This makes intuitive sense, especially when recounted by a man as sober-sounding as Dammegard. He comes across as a credible witness who has done his research, including interviews with former hit-men. Even so, how can we be absolutely sure he’s not a conman? And anyway, why take the risk that he might be, why put the credibility of the Delingpod on the line when there must be thousands of potential guests out there with less contentious, but no less interesting, stories to tell us about the world?

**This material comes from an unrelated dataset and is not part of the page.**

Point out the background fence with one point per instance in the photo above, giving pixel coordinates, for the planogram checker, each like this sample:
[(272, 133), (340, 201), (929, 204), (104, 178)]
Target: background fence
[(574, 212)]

Well, my answer to the first question would be: while you can never be wholly sure whether someone is telling the truth or whether they are an extremely polished liar, what you can do is use your discernment. You can ask questions like: ‘Is Dammegard respected in red-pilled circles?’ [Yes, he very much is]. And: ‘Does what he is saying accord in any way with other things I know to be true?’ [Yes, it does. If you accept that The Powers That Be are cynical, organised and depraved enough to carry out the Kennedy assassination, fake the Moon landings and stage 9/11, then it’s hardly much of a logical leap to infer that they are also capable of false flag terrorist attacks and pretend high school shootings.]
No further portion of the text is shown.